In addition, in the case of the embodiment, when at least two light-emitting layers are formed, the photoelectric converters may be located between these layers.

In addition, the light-emitting layers may include excellent radioactive materials and phosphors.

In this case, photoelectric converters can have two-sided sensitivity.

The combination of the above parameters eliminates the phenomenon of self-absorption and provides a linear dependence of the output power of the device on the mass of radioactive material.

The device can use either a solid or a liquid or gaseous state of a radioactive compound (element) or a mixture thereof.

BRIEF DESCRIPTION OF THE DRAWINGS

In FIG. Figure 1 shows a comparison of electrons emitted by a nickel-63 film as a function of layer thickness h (theoretical calculation).

The ordinate axis is the number of electrons, relative units.

The abscissa indicates the thickness of the nickel layer (μm).

Ntot (h) is the number of electrons released from a continuous layer of nickel.

Ndiss (h) is the number of electrons under the assumption that the nickel film is divided into many infinitely small volumes.

In FIG. Figures 2-6 show device options for converting decay energy.

NOTATION

1 - Radioactive material, the characteristic size of the volume of which does not exceed the mean free path of the emitted particles in it, or, at least, is comparable with it.

2 - Phosphor, the characteristic size of the volume of which is not less than the mean free path of the emitted particles in it.

3 - The zone in which the energy of atomic decay is converted, comparable to the mean free path of the particles formed during the decay.

4 - Alternating volumes of radioactive material and phosphor - light-emitting layer.

5 - Photoelectric Converter.

DETAILED DESCRIPTION OF THE INVENTION

An electric power source (including a nuclear energy conversion device) contains a photon flux source, and a device for converting radiation energy into electrical energy - semiconductor photoelectric converters. To transmit electric current from photovoltaic converters to the energy consumer, wires are provided.

Energy is generated by photoelectric converters from light radiation created by irradiating a luminescent material with nuclear reaction products. The space between the photoelectric converters is filled with alternating volumes of radioactive material and a phosphor, while the characteristic size of the volumes of radioactive material does not exceed the mean free path of emitted particles in it, or at least is comparable with it, and the characteristic size of the volumes of the phosphor is not less than the mean free path of emitted particles in the phosphor.

The radioactive source may be made of a chemical compound of a radioactive material that is transparent to the main radiation of the phosphor, for example, its corresponding salt or oxide. A phosphor, in the general case, should have high transparency for intrinsic radiation and the maximum technically possible energy efficiency for converting particle energy into radiation.

The spectral characteristic of the photoconverter, in turn, should ensure the conversion of phosphor radiation with the highest possible efficiency.

Depending on the choice of a particular radioactive material, the implementation of the nuclear energy conversion device of the proposed design can be carried out in several versions. The operation of some of the possible options is illustrated by drawings.

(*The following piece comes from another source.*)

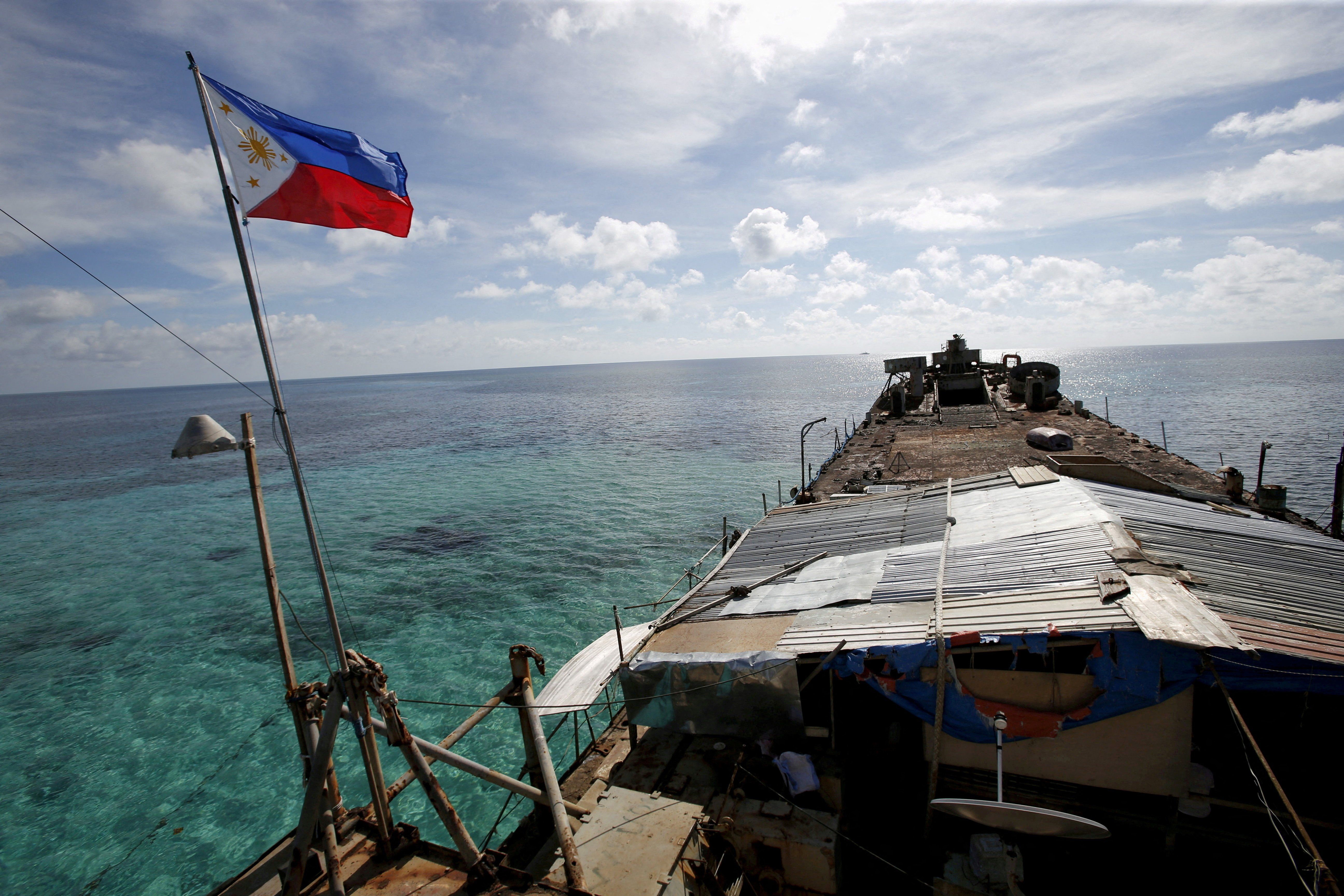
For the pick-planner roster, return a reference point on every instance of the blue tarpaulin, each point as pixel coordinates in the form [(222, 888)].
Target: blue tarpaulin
[(1130, 671)]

In the embodiment of the device shown in FIG. 2, the grains of the phosphor 2 are surrounded by a thin layer of radioactive substance 1, the thickness of which is small enough to completely transmit particles emitted during atomic decay, for example electrons. These particles penetrate the phosphor grain, while in zone 3, comparable to the mean free path of the particles, the particle energy is converted into light energy. Each phosphor particle having a size larger than zone 3 emits its own radiation, which passes through both the phosphor particle transparent to its own radiation and through a thin layer of radioactive material. Since the layer of radioactive substance is thin, each particle of the phosphor emits a small amount of light energy. Of the many such particles, light-emitting layers 4 are assembled, where the light energy of the individual particles is added up and the total light flux is sent to the photoelectric converter 5.

Due to the fact that the thickness of the layer of radioactive substance is less than the mean free path of particles in the layer of radioactive material, there is no loss of particle energy due to self-absorption. On the other hand, due to the fact that the phosphor grain has a diameter greater than the mean free path of the particles in the phosphor itself, all emitted particles participate in the process of creating light energy. By reducing losses, the device has an increased efficiency ratio.

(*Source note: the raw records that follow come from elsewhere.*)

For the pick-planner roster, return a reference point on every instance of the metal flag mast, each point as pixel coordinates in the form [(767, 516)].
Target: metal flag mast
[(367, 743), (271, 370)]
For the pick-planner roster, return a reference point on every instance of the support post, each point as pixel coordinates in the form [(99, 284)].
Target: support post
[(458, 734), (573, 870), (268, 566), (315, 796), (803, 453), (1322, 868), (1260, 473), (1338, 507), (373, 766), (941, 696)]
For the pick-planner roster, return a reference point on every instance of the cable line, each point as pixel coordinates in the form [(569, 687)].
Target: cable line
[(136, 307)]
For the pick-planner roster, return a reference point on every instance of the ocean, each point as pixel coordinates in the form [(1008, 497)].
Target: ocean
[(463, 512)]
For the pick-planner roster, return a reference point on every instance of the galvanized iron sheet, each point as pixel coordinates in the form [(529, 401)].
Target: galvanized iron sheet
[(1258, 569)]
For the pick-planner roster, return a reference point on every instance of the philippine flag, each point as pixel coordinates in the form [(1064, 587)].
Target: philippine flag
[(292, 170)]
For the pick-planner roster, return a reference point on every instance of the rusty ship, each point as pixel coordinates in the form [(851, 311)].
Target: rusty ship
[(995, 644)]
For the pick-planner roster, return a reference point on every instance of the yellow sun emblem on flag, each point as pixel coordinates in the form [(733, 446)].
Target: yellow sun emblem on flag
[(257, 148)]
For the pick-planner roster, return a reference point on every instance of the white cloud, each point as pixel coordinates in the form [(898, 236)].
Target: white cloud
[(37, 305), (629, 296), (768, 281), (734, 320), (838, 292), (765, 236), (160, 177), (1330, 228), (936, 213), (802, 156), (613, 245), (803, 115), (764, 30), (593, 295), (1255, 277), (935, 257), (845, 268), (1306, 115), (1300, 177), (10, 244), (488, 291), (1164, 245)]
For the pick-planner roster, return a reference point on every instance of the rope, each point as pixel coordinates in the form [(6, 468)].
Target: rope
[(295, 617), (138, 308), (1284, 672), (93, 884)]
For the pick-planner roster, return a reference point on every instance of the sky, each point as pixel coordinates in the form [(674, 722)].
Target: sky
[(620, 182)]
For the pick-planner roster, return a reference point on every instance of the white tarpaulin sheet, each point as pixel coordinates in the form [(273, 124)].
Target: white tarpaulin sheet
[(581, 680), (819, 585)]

The coating of phosphor grains with a radioactive transparent material occurs after the formation of the phosphor itself. The coating may be carried out by any method known in the art, for example by precipitation of a radioactive substance from a supersaturated solution. This design is suitable for a radioactive substance that does not cause the appearance of radiation defects in the base of a semiconductor photoconverter, for example, nickel-63 compounds.

In the embodiment of the device shown in FIG. 3, the radioactive particles 1 are placed inside the grains of the phosphor 2, including at the stage of manufacture of the phosphor itself. Such an introduction of a radioactive substance can be implemented by known methods, for example, by sintering phosphor particles by introducing additional radioactive material into the charge. The particles of the transparent radioactive material 1 are surrounded by zone 3, in which the atomic decay energy is converted, comparable to the mean free path of the particles produced by the decay, and placed in the phosphor grain 2. Many of these grains form light-emitting layers 4, and the light flux from the grains is converted using photoelectric converters 5 into electrical energy.

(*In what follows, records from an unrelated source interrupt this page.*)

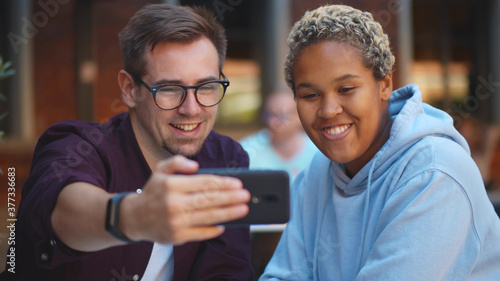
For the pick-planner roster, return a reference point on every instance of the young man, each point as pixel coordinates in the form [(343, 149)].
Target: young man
[(395, 194), (113, 202)]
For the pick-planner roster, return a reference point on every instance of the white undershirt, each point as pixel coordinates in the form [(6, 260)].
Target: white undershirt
[(161, 263)]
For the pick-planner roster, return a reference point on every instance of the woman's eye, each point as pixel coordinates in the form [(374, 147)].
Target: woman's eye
[(309, 96), (345, 90)]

This design is different from that shown in FIG. 2 also by the fact that it allows the use of radioactive compounds that can cause radiation damage (defects) in the base of a semiconductor photoconverter, for example Gd 148.

A particular case of this embodiment is the design shown in FIG. 4. Here, the phosphor is made in the form of a solid plate 2, in which particles of a transparent radioactive material are distributed 1. Techniques are known for manufacturing integral phosphor plates, for example, growing a single crystal. Together, this combination forms a light-emitting layer 4, the radiation of which is converted by the photoconverters 5. In this design, there are no losses due to scattering from numerous reflections from the phosphor grains, which gives it advantages over the design shown in FIG. 3. In this embodiment, the characteristic distance of the phosphor is the average distance between the particles of the radioactive substance.

The protection of the photoconverter from radiation damage is enhanced in the embodiment of the device shown in FIG. 5. Here, the photoelectric converter 5 and the layer of transparent radioactive substance 1 are separated by thick layers with a thickness greater than the mean free path of the particles by the layers of a continuous solid phosphor 2 (scintillator). The thickness of the layer of radioactive substance 1 is less than the mean free path of the particles in it, so it can be considered a small volume in terms described above. In this case, the photoelectric transducer 5 is guaranteed to be protected from high-energy particles generated by atomic decay, which allows the use of radioactive materials with high energy of emitted particles, for example Sr-90.

Each variant of the device may contain a different number of light-emitting layers, including one layer.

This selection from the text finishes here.